Starting a School Year Safely
Science teachers have additional responsibilities that may not apply to other teachers. Hands-on activities with chemicals, living specimens, or scientific equipment may create hazards for students in science classrooms. To set the stage for a safe and successful school year, address potential hazards at the beginning.
Safety in the science classroom is a shared responsibility between the administration, teachers, and students. The administration must provide a safe learning environment, which includes classrooms and laboratories that have adequate space for hands-on learning. Administrators must also ensure that proper laboratory and safety equipment is present and in good working order. Teachers have a clear “Duty of Care” and must provide adequate instruction and supervision based on the situation, setting, and maturity of the students. Teachers must identify any risks or hazards present and then explain and demonstrate proper procedures and techniques to reduce the risks. Teachers must also set clear rules and enforce them. Finally, students must follow all rules and regulations, come to class prepared, and work safely. Students must understand that their individual actions may endanger not only themselves but all the students in the classroom or laboratory. Unsafe behavior cannot be permitted.
A good step for starting off the school year with an emphasis on safety is to prepare and distribute a set of rules for the science classroom and laboratory. In many school districts, the rules are in the form of a science safety “contract” or agreement that is signed by the students and their parents. While such a contract is sometimes confused by parents or administrators as a liability waiver or a binding contract, it is neither; it is simply a written set of rules and guidelines that the students and their parents agree they have read and will follow. To avoid confusion, it is better to call this written set of rules a Science Safety Agreement.
No matter what you call the list, it is important that you prepare a simple set of rules that students must follow at all times in the science classroom and laboratory.

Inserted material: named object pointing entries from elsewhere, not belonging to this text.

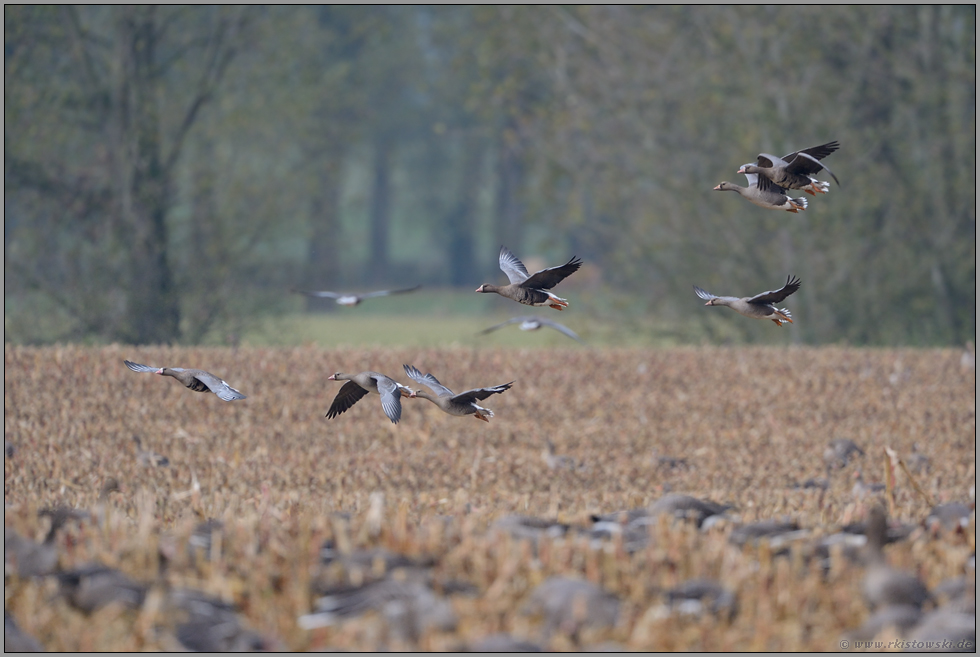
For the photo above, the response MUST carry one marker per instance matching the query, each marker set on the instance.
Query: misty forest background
(170, 173)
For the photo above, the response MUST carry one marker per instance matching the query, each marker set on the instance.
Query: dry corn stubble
(751, 422)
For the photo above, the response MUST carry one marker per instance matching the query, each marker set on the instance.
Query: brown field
(751, 422)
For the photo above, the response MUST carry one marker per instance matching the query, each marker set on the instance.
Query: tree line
(169, 171)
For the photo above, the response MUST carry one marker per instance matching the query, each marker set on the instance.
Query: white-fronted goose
(758, 307)
(462, 404)
(147, 457)
(840, 451)
(883, 585)
(862, 489)
(685, 507)
(533, 323)
(211, 624)
(410, 607)
(697, 597)
(196, 380)
(531, 290)
(348, 299)
(361, 384)
(92, 587)
(795, 170)
(764, 193)
(30, 559)
(571, 605)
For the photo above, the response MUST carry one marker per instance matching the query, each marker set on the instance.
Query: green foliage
(170, 172)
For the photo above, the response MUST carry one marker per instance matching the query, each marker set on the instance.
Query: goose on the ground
(760, 306)
(361, 384)
(884, 585)
(531, 290)
(196, 380)
(147, 457)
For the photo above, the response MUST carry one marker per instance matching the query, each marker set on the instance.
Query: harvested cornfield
(745, 427)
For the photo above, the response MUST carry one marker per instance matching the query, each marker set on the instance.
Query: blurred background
(171, 173)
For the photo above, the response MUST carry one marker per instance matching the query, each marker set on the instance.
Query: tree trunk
(322, 266)
(154, 314)
(377, 266)
(510, 173)
(461, 221)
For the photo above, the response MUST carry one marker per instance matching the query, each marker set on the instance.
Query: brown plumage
(795, 170)
(361, 384)
(530, 290)
(764, 193)
(462, 404)
(196, 380)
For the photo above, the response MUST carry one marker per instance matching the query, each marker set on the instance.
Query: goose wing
(775, 296)
(816, 152)
(479, 394)
(323, 294)
(512, 320)
(391, 398)
(217, 386)
(808, 165)
(427, 380)
(350, 393)
(136, 367)
(384, 293)
(552, 276)
(510, 265)
(707, 296)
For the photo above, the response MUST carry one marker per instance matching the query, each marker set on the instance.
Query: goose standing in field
(147, 457)
(30, 559)
(840, 451)
(570, 605)
(758, 307)
(91, 587)
(883, 585)
(361, 384)
(462, 404)
(764, 193)
(531, 290)
(196, 380)
(532, 323)
(795, 171)
(344, 299)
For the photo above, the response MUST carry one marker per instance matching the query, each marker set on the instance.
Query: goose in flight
(196, 380)
(758, 307)
(361, 384)
(345, 299)
(533, 323)
(531, 290)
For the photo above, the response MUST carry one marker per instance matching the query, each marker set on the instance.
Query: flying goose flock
(408, 591)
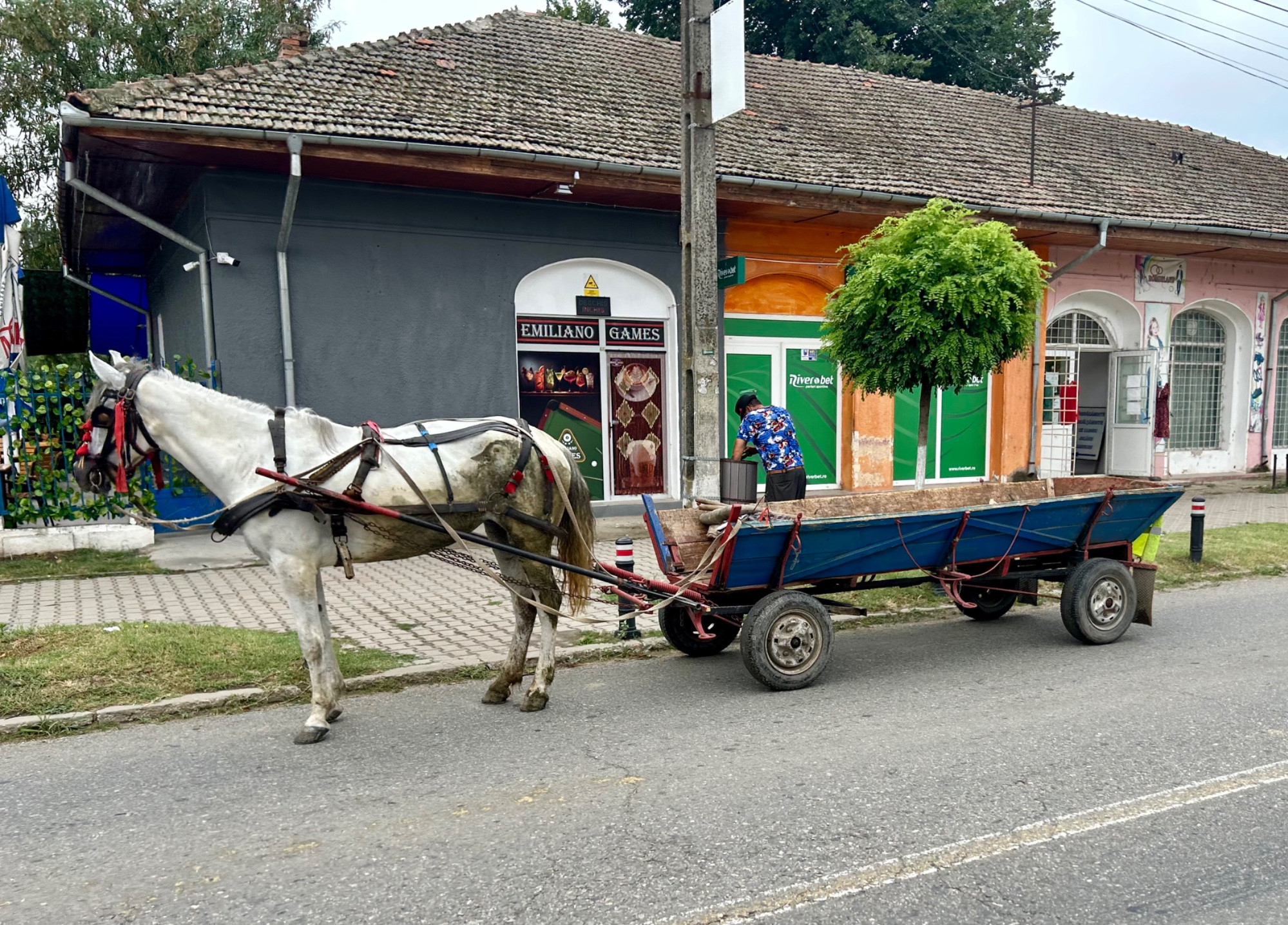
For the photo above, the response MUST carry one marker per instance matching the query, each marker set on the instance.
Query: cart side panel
(845, 548)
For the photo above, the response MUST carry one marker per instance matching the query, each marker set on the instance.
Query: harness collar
(115, 424)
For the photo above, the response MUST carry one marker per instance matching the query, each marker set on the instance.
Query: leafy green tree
(999, 45)
(580, 10)
(49, 48)
(934, 299)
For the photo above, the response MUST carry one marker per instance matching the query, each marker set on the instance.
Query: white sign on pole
(728, 61)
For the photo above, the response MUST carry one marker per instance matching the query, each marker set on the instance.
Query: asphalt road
(678, 789)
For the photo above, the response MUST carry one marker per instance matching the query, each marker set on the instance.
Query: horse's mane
(329, 433)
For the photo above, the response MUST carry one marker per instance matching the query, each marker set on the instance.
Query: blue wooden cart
(768, 574)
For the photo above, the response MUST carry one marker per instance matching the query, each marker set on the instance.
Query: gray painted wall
(402, 299)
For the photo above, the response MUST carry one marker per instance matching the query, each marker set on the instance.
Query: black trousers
(785, 486)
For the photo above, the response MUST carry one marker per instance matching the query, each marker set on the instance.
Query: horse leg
(539, 694)
(334, 664)
(524, 614)
(303, 584)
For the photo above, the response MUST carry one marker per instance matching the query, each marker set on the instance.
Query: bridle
(115, 424)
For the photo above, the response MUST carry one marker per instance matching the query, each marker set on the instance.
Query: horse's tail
(579, 523)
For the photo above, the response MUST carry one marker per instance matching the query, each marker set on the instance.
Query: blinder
(115, 427)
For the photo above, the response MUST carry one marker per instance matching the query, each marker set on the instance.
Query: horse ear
(107, 374)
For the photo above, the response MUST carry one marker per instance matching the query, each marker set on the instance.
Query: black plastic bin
(738, 481)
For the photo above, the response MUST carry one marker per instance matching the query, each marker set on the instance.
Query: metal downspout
(284, 289)
(207, 313)
(95, 290)
(1036, 411)
(1272, 348)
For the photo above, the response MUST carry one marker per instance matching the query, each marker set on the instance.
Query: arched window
(1281, 437)
(1198, 366)
(1077, 329)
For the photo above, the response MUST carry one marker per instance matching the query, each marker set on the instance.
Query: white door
(1059, 436)
(1131, 414)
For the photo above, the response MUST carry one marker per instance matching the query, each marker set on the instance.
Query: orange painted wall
(1013, 406)
(777, 293)
(791, 269)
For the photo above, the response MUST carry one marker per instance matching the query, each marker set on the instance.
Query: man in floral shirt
(771, 431)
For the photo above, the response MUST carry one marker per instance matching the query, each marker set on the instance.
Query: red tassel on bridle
(121, 476)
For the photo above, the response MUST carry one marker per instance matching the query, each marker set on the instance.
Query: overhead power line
(1214, 22)
(1249, 12)
(1282, 83)
(1201, 28)
(1282, 9)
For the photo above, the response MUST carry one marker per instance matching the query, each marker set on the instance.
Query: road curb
(186, 705)
(191, 705)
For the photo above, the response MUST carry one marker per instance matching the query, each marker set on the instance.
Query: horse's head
(111, 449)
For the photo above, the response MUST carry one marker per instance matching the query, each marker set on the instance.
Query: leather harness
(369, 454)
(116, 425)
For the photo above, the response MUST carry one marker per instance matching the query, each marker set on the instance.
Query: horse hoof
(311, 734)
(535, 701)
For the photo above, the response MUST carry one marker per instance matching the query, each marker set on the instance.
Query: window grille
(1281, 409)
(1077, 329)
(1198, 366)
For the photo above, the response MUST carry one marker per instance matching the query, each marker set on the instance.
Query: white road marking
(920, 864)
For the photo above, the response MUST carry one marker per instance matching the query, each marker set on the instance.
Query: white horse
(222, 440)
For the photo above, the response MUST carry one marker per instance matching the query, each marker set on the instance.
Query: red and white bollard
(1198, 516)
(625, 560)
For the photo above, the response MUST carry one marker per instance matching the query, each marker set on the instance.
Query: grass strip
(81, 563)
(64, 669)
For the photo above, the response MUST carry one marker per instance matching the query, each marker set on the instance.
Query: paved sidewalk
(420, 607)
(1229, 504)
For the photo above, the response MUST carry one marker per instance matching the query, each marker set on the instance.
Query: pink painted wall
(1207, 277)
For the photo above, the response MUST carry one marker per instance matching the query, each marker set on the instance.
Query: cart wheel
(786, 641)
(1099, 602)
(990, 602)
(678, 628)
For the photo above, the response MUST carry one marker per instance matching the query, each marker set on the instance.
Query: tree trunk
(923, 432)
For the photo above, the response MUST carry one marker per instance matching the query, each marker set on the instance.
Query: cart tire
(786, 641)
(1099, 602)
(678, 629)
(990, 602)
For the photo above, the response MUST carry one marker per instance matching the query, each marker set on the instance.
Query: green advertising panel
(964, 418)
(746, 373)
(812, 389)
(582, 437)
(906, 418)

The rules must be written down and then properly explained to students. Have students and their parents sign a copy; this alerts everyone that violations will result in disciplinary action. You should file copies of all the signed safety agreements and have each student keep a copy in his or her laboratory notebook.
Since no science teacher can anticipate all potential hazards, the science safety agreement should cover only general science safety rules and guidelines. Address specific hazards and precautions prior to and during every science activity. Also, regularly review the general rules. Document all safety discussions with students; this demonstrates that the duty of instruction has been met and reduces liability in the event of an accident and lawsuit.
Rules without enforcement are no rules at all; if a student violates a rule or behaves in an unsafe manner, he or she must be disciplined. A specific set of written disciplinary actions ensures clarity and equity in dealing with unsafe conduct. Again, documenting any violation and the resulting disciplinary action demonstrates proper duty of care, reduces a teacher’s liability, and ensures fair treatment of all students.
Most states or school districts have prepared science safety contracts or agreements. If your school does not currently have one, a simple Internet search will turn up thousands of appropriate agreements in use across the United States. If possible, use one that is both age and subject specific. Start (and finish) your school year safely and smoothly; commit to using a science safety agreement.
Have a safe and successful school year.